An empty property can be susceptible to various sources of damage such as water damage from leaking or broken pipes, pests such as cockroaches and rodents, invasive mould and fungi, electrical faults or a broken heating system. Assigning someone to collect your letters is always recommended as well, and if this is not possible then having your letters kept at the post office or redirected is a worthwhile alternative. Post that is beginning to pile up or that is not collected is an indication that your property is a vacant target, whereas a property that appears to be occupied because the post is picked up is considerably safer.

4. Removing any valuables

When it comes to deterring thieves, one of the most effective preventative measures is to remove any valuables. Expensive electronics such as flat-screen televisions, gaming consoles and laptops are likely to attract thieves, and this also applies to valuable artwork and luxury rugs. An item may not have even been particularly costly, but if it appears to be expensive then it may be all the encouragement a thief requires to enter.

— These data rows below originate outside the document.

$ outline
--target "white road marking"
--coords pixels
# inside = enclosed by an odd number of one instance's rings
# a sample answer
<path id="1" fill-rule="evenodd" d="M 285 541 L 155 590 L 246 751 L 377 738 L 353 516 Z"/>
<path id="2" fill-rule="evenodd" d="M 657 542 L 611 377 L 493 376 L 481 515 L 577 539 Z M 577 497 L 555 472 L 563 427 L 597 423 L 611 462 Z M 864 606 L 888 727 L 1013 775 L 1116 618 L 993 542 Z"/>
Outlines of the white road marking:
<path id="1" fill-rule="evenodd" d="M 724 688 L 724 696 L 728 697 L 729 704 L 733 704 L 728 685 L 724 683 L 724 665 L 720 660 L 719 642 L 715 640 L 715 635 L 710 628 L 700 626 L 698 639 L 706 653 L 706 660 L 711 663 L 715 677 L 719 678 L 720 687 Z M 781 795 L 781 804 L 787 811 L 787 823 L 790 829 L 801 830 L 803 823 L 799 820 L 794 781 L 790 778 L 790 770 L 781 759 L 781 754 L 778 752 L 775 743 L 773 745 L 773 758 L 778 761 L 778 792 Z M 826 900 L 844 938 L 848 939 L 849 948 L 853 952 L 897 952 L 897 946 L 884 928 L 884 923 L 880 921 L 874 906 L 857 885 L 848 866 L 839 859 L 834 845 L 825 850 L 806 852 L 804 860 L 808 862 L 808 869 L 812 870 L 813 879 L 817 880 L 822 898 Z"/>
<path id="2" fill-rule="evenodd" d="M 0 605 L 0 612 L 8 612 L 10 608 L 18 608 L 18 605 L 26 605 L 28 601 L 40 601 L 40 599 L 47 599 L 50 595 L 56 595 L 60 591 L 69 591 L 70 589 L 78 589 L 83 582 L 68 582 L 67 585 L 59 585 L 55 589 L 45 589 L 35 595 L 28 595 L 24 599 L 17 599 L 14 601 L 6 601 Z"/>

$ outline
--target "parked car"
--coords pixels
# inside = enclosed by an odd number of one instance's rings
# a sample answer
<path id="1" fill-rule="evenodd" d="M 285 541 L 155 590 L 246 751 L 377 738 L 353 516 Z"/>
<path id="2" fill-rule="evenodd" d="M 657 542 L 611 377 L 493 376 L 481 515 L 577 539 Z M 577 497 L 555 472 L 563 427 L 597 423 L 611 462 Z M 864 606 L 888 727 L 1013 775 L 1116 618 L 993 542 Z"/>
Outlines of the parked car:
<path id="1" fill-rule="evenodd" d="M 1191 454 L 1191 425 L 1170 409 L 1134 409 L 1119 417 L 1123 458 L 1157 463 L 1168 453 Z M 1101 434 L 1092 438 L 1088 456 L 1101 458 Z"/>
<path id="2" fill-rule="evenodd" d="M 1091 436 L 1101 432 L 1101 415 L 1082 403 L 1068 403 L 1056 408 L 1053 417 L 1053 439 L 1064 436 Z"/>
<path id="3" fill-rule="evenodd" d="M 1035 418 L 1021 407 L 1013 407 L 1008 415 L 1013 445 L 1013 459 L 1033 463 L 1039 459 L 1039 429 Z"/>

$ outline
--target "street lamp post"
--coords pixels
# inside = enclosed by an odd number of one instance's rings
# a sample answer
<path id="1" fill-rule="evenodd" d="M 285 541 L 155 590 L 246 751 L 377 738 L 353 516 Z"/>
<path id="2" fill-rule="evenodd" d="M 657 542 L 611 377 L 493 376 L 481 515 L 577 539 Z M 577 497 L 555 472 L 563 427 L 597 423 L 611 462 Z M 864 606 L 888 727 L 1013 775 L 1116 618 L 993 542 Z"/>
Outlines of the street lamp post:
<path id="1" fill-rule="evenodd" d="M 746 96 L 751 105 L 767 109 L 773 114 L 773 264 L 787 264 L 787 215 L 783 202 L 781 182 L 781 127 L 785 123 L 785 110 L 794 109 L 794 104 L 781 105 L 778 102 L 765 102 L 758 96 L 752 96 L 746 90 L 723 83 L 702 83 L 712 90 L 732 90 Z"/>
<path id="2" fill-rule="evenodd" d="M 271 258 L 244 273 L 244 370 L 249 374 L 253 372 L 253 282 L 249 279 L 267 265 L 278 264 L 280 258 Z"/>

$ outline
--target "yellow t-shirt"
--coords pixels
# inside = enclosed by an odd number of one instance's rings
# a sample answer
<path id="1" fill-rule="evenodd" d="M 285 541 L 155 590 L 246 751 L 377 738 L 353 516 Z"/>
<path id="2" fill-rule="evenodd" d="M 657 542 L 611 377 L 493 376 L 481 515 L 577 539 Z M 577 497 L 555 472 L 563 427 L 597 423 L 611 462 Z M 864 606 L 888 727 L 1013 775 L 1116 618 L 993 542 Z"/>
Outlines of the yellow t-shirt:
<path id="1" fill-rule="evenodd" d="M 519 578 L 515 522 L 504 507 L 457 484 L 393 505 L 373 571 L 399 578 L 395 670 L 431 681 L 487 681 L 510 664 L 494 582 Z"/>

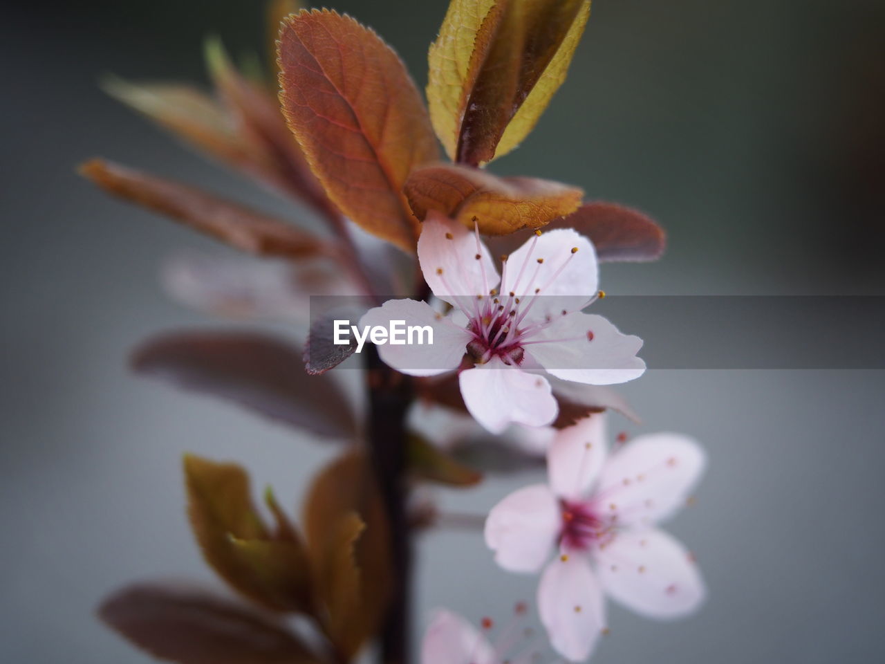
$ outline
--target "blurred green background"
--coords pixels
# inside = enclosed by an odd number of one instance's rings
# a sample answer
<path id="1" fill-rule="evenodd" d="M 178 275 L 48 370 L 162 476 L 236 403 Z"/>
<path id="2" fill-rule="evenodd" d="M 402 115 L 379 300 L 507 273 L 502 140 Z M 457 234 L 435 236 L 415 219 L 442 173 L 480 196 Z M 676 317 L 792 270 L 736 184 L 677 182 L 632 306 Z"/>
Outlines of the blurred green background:
<path id="1" fill-rule="evenodd" d="M 444 2 L 334 6 L 373 26 L 423 87 Z M 299 495 L 334 452 L 127 374 L 127 350 L 145 336 L 206 322 L 167 300 L 157 271 L 173 250 L 212 245 L 73 170 L 102 155 L 286 212 L 96 86 L 104 73 L 205 81 L 204 37 L 254 51 L 262 11 L 255 0 L 4 9 L 4 661 L 147 660 L 91 612 L 134 578 L 212 579 L 183 517 L 181 452 L 242 459 L 281 497 Z M 612 293 L 882 294 L 883 34 L 881 0 L 598 0 L 566 85 L 493 168 L 581 185 L 666 228 L 661 262 L 605 268 Z M 699 506 L 673 529 L 711 598 L 674 624 L 612 609 L 594 661 L 885 659 L 883 388 L 881 372 L 811 370 L 652 371 L 627 386 L 647 426 L 613 419 L 613 430 L 681 430 L 710 452 Z M 442 498 L 480 512 L 530 479 Z M 534 592 L 475 535 L 430 536 L 421 551 L 419 624 L 431 606 L 475 619 Z"/>

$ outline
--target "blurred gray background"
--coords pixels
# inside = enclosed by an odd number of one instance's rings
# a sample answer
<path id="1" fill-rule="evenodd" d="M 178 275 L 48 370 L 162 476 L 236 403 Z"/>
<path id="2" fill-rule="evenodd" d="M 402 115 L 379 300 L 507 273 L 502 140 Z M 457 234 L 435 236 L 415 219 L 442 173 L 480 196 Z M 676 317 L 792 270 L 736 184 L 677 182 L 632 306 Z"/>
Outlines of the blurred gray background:
<path id="1" fill-rule="evenodd" d="M 384 35 L 423 86 L 443 0 L 334 4 Z M 133 579 L 213 582 L 184 516 L 182 452 L 242 460 L 293 507 L 334 452 L 127 373 L 146 336 L 212 323 L 164 296 L 158 266 L 213 246 L 73 174 L 103 155 L 285 211 L 96 84 L 108 72 L 204 81 L 203 37 L 257 49 L 261 12 L 256 0 L 3 10 L 4 662 L 147 661 L 93 610 Z M 661 221 L 664 260 L 607 267 L 612 293 L 882 294 L 883 30 L 881 0 L 598 0 L 564 89 L 495 168 Z M 709 452 L 697 506 L 671 528 L 710 598 L 666 624 L 612 607 L 593 660 L 885 660 L 882 373 L 651 371 L 625 391 L 646 425 L 612 418 L 613 431 L 683 431 Z M 439 497 L 479 513 L 535 479 Z M 437 606 L 503 618 L 534 596 L 535 580 L 498 570 L 477 534 L 426 537 L 420 553 L 419 624 Z"/>

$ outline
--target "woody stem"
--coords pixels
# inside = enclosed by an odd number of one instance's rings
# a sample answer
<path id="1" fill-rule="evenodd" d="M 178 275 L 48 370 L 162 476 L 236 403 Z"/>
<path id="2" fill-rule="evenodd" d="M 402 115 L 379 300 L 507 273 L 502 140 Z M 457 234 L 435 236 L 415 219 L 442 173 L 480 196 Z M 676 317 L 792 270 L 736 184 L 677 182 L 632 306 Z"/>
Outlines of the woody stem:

Even if a property is identified as being vacant, a thief may have less of an incentive to break in if they cannot see anything of value. On the other hand, even an occupied property is at risk of theft if valuables are prominently displayed or easily visible from a window. If you want to leave your property furnished, then it is advised to source some modest second-hand pieces from acquaintances or purchase them from charity shops.

5. Protecting your investment

A property is a substantial investment, and any form of damage or theft can incur a serious financial loss. Whilst a vacant property is more vulnerable, this doesn’t mean that there is nothing you can do. This guide is an excellent starting point when it comes to protecting your vacant property and the money that you have invested into it, but the protection and assurance that is provided by an effective insurance policy is unparalleled.

There is a high chance that your standard home insurance will not cover you if your property is left vacant for more than a month. It is essential that you inform your insurer if your property is going to be empty for a significant period of time, and if they are unable to offer additional cover then you will have to purchase another insurance policy that is tailored to vacant properties. Under your standard home insurance, there is a risk that your insurance cover will be invalidated if the property was left vacant for more than a month when you make a claim. The associated risks with vacant houses have always been higher than occupied homes due to slower emergency response times.

Unoccupied property insurance, however, will protect your property from some of the most serious risks such as theft and structural damage, and you can be assured that your investment is protected no matter how far away you are.